Symptom: heap alloc index out of bounds: 32 >= 2

Root Cause: The HeapID (HID) structure uses specific bit fields that were being extracted incorrectly.

According to [MS-PST] Section 2.3.1.1, the HID structure is:

Bits 0-4   (5 bits):  hidType - Reserved, must be 0
Bits 5-15  (11 bits): hidIndex - 1-based allocation index within block
Bits 16-31 (16 bits): hidBlockIndex - Block index within data tree

Incorrect Implementation:

// WRONG: Treated bits 0-15 as allocation index
func (hid HeapID) AllocIndex() uint16 {
    return uint16(hid & 0xFFFF)
}

Correct Implementation:

const (
    heapIDBlockIndexShift = 16
    heapIDAllocIndexShift = 5
    heapIDAllocIndexMask  = 0x7FF // 11 bits
)

func (hid HeapID) AllocIndex() uint16 {
    // Extract bits 5-15, convert from 1-based to 0-based
    index := uint16((hid >> heapIDAllocIndexShift) & heapIDAllocIndexMask)
    if index == 0 {
        return 0 // Invalid HID
    }
    return index - 1
}

func (hid HeapID) BlockIndex() uint16 {
    return uint16(hid >> heapIDBlockIndexShift)
}

Lesson: When working with packed bit fields, carefully document the bit layout and verify against hex dumps of real data.


Bug 2: Folder Table Lookup Strategy

Location: folder.go

Symptom: hierarchy table not found: subnode not found: 0x12D

Root Cause: Misunderstanding of how associated tables are stored in the PST structure.

The MS-PST specification describes that folder nodes (NID type 0x02) have associated hierarchy tables (NID type 0x0D) and contents tables (NID type 0x0E). The original implementation assumed these were stored as subnodes of the folder node.

Incorrect Implementation:

// WRONG: Looking for table as subnode
hierarchyNode, err := f.node.LookupSubnode(hierarchyNID)

Correct Implementation:

// CORRECT: Tables are separate NBT entries with derived NIDs
// Hierarchy table NID = folder index | NIDTypeHierarchyTable
hierarchyNID := util.MakeNID(util.NIDTypeHierarchyTable, folderNID.Index())
hierarchyNode, err := f.pst.db.GetNode(hierarchyNID)

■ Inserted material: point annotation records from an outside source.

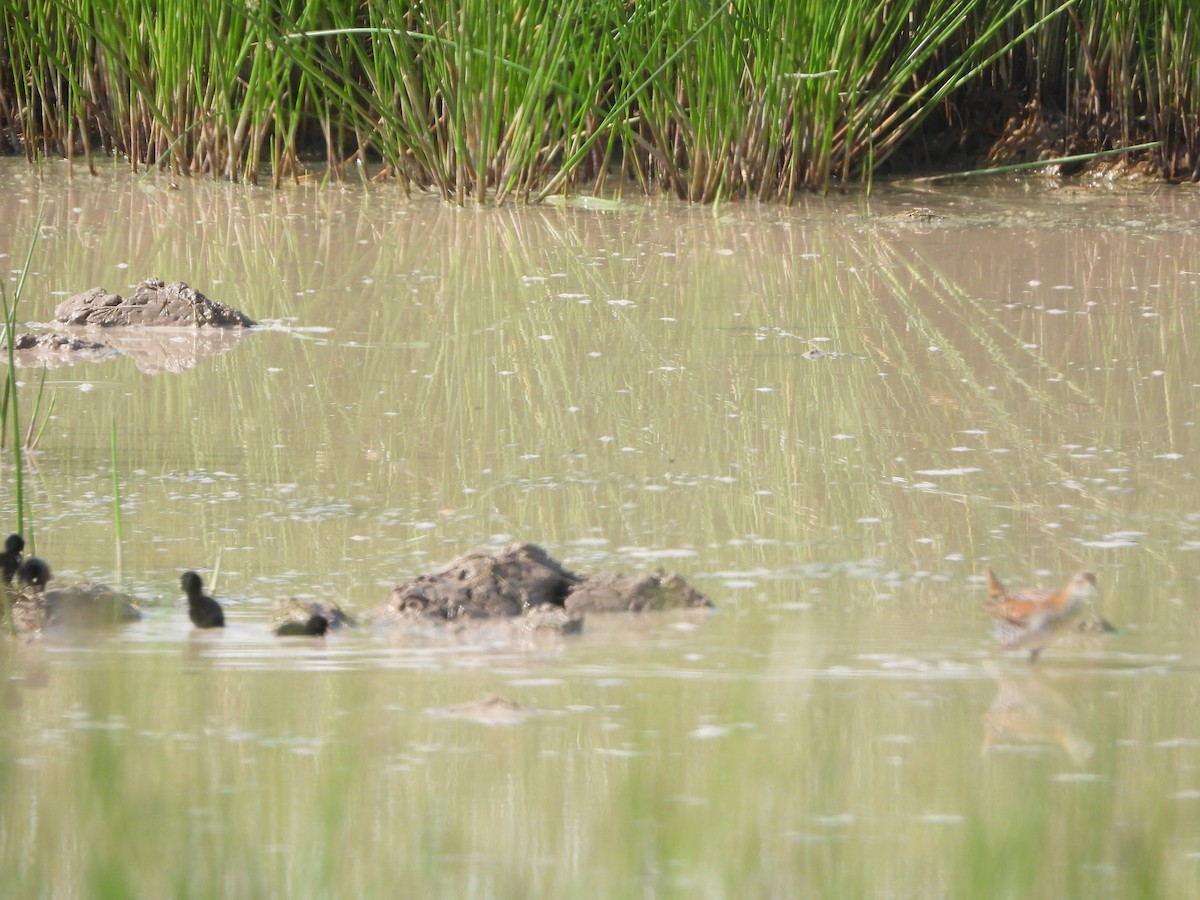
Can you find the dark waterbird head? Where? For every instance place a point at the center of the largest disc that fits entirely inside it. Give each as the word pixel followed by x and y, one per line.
pixel 35 573
pixel 315 627
pixel 192 585
pixel 10 561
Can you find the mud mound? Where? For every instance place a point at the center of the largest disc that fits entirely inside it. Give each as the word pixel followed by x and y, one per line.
pixel 154 304
pixel 634 593
pixel 523 581
pixel 481 585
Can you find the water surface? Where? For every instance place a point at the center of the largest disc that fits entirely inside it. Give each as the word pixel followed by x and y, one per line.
pixel 1003 378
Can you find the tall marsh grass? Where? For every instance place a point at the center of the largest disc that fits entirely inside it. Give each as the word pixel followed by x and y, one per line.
pixel 703 100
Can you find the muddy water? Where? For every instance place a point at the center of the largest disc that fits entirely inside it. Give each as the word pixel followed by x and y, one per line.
pixel 829 417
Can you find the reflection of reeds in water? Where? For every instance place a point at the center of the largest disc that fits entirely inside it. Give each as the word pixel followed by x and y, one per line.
pixel 1027 711
pixel 628 377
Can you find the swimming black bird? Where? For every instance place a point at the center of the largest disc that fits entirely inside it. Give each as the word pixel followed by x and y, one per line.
pixel 10 561
pixel 316 627
pixel 202 609
pixel 34 573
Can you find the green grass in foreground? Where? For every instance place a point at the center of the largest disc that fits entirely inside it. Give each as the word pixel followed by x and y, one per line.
pixel 705 100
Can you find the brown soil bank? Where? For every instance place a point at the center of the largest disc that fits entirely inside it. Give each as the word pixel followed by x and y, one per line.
pixel 522 580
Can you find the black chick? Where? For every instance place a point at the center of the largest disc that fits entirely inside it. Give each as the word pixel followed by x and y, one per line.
pixel 202 609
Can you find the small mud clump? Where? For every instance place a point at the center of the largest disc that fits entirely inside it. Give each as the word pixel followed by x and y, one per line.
pixel 153 304
pixel 522 580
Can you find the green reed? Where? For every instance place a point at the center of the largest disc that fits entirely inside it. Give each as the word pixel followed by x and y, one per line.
pixel 702 100
pixel 11 407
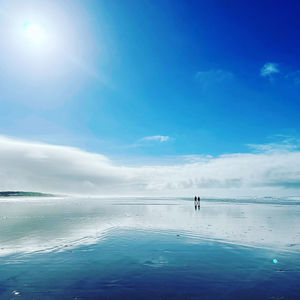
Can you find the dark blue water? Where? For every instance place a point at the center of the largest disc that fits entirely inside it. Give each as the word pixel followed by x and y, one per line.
pixel 149 249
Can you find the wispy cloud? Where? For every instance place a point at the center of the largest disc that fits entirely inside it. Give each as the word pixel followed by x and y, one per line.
pixel 59 169
pixel 156 138
pixel 269 69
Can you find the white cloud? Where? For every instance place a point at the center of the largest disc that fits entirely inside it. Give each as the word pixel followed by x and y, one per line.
pixel 158 138
pixel 269 69
pixel 59 169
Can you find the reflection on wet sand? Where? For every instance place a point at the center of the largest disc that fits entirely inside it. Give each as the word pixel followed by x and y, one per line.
pixel 60 224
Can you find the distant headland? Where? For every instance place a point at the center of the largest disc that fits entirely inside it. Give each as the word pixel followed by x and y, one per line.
pixel 23 194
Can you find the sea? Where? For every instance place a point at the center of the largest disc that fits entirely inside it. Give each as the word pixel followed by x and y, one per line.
pixel 149 248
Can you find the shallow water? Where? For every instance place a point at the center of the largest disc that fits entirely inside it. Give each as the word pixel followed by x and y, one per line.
pixel 142 248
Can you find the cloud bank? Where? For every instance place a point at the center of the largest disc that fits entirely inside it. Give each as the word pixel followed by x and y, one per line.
pixel 158 138
pixel 41 167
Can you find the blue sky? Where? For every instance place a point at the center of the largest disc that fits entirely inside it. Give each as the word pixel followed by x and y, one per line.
pixel 190 70
pixel 145 82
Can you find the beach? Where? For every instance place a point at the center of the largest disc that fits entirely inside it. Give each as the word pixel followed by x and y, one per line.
pixel 149 248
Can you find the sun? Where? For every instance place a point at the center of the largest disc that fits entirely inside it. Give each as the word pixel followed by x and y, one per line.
pixel 34 33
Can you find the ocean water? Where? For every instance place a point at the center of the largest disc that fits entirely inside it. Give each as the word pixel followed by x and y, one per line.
pixel 145 248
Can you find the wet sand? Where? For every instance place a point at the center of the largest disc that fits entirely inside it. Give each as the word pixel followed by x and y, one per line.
pixel 146 248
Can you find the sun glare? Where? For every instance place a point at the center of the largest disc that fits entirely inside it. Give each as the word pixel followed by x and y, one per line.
pixel 34 33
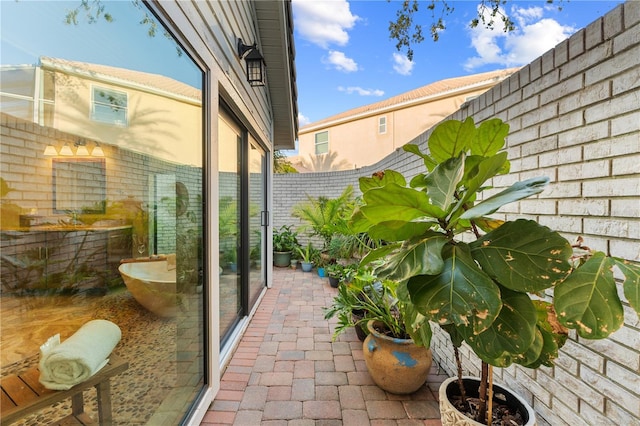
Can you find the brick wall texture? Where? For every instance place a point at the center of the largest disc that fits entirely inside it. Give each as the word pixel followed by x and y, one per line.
pixel 574 115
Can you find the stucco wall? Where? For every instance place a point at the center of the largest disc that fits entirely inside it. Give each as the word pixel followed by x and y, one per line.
pixel 575 117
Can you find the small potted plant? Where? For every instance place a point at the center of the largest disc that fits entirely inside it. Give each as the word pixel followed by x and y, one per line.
pixel 285 241
pixel 306 257
pixel 478 277
pixel 390 323
pixel 334 272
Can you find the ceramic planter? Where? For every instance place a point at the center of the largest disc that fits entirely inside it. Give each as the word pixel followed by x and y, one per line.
pixel 281 258
pixel 450 416
pixel 334 281
pixel 396 365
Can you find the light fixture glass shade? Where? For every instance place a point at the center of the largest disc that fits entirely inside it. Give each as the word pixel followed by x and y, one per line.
pixel 97 151
pixel 66 150
pixel 82 150
pixel 50 150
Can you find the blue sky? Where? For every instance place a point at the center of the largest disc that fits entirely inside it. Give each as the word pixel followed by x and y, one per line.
pixel 345 58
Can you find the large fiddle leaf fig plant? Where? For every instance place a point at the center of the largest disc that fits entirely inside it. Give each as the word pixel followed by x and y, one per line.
pixel 485 280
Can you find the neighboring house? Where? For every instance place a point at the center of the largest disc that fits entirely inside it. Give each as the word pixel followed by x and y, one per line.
pixel 102 163
pixel 362 136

Lesson: The relationship between nodes isn't always parent-child. Some related structures share a common index but have different type codes, making them siblings in the NBT rather than nested subnodes.

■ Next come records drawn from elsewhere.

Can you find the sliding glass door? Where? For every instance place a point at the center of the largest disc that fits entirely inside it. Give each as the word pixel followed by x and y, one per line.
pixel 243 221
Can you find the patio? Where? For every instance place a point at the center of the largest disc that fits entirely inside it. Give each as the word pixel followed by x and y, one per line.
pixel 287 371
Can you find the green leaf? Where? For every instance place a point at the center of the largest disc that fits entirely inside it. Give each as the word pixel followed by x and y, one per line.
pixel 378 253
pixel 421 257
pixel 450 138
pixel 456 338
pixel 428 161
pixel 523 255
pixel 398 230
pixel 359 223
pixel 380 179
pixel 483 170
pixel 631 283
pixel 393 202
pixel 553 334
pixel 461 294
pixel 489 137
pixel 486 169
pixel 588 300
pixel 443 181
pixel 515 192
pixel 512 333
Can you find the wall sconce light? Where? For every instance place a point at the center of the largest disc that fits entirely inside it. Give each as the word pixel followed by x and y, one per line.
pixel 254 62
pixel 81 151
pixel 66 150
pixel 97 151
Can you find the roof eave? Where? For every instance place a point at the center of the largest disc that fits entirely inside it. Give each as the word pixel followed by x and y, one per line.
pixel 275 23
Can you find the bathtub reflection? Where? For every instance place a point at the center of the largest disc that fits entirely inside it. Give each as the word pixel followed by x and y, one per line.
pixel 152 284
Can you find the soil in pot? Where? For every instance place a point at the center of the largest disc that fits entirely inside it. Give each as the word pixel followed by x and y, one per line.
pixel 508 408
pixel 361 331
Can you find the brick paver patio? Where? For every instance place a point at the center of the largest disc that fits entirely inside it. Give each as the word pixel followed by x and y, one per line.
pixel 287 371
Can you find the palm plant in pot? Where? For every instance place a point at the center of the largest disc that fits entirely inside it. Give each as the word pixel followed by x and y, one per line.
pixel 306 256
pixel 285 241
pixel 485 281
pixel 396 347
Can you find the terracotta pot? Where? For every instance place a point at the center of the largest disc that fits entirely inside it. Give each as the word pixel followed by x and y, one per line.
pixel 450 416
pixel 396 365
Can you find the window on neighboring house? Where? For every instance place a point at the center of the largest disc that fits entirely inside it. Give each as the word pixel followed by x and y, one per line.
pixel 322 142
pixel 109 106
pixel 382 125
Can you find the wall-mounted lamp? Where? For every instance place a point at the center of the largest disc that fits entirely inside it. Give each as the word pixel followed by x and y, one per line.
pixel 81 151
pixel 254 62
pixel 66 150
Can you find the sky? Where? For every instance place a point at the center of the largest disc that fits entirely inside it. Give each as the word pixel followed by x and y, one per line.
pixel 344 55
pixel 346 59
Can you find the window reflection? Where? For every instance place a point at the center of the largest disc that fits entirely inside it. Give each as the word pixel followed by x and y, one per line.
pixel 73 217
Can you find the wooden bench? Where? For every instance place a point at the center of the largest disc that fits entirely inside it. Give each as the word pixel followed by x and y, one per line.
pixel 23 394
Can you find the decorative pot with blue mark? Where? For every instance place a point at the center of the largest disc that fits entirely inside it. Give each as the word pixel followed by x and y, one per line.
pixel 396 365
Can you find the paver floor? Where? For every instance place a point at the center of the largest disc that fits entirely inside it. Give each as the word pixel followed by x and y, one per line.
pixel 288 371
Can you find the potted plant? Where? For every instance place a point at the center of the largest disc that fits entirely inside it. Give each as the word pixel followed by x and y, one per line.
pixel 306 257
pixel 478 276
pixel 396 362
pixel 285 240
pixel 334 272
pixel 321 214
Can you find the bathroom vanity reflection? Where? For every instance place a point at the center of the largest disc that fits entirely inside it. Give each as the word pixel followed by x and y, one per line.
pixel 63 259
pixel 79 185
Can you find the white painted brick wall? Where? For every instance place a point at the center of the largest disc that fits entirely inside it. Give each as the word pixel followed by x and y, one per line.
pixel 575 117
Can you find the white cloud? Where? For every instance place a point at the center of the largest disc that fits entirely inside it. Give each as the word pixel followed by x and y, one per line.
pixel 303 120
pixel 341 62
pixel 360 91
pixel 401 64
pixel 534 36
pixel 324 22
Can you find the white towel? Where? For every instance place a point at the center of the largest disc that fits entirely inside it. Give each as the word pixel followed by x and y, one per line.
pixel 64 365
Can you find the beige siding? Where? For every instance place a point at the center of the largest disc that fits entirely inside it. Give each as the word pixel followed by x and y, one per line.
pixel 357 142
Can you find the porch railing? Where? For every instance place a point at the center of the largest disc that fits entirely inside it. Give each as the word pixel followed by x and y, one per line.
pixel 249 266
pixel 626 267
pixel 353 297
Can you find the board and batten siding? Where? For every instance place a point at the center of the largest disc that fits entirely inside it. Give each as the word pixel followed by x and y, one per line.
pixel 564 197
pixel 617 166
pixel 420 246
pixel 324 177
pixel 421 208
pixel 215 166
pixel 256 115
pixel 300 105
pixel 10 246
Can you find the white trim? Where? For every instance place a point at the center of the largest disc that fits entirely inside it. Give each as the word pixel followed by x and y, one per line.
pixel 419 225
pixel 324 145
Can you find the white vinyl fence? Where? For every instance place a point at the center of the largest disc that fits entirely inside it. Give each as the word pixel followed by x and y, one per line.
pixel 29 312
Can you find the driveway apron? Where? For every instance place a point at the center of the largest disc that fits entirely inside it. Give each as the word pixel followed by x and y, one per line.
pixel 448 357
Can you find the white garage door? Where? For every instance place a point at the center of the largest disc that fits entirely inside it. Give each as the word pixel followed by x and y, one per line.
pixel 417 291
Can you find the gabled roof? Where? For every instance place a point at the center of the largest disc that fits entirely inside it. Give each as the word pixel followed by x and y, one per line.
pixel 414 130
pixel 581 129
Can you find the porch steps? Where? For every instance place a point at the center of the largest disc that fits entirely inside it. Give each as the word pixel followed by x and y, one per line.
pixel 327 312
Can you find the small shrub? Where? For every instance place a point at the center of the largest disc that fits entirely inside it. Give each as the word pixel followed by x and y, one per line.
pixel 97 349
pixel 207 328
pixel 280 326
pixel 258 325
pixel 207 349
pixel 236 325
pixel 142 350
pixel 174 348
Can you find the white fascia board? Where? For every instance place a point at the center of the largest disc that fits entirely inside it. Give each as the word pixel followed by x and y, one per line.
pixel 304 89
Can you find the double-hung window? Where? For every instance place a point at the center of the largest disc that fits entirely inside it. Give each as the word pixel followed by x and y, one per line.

Bug 3: BTH Empty Detection

Location: pkg/ltp/bth.go

Symptom: BTH iteration returned no entries even when data existed

Root Cause: Misinterpretation of the bIdxLevels field in the BTH header.

According to [MS-PST] Section 2.3.2.1, bIdxLevels indicates the number of intermediate levels:

  • bIdxLevels = 0: Root allocation contains leaf records directly
  • bIdxLevels = 1: One intermediate level, root points to leaf pages
  • bIdxLevels = 2: Two intermediate levels, etc.

Incorrect Implementation:

// WRONG: Treated bIdxLevels=0 as empty
func (b *BTH) IsEmpty() bool {
    return b.header.NumLevels == 0
}

Correct Implementation:

// CORRECT: Empty only if root HID is zero
func (b *BTH) IsEmpty() bool {
    return b.header.RootID == 0
}

Lesson: "Levels" in B-tree terminology often refers to intermediate levels only. A single-level tree (leaf at root) has 0 intermediate levels but is not empty.


Bug 4: BTH Entry Size Interpretation

Location: pkg/ltp/bth.go

Symptom: property entry too small: 4 bytes

Root Cause: The BTH header's cbEnt field was misinterpreted.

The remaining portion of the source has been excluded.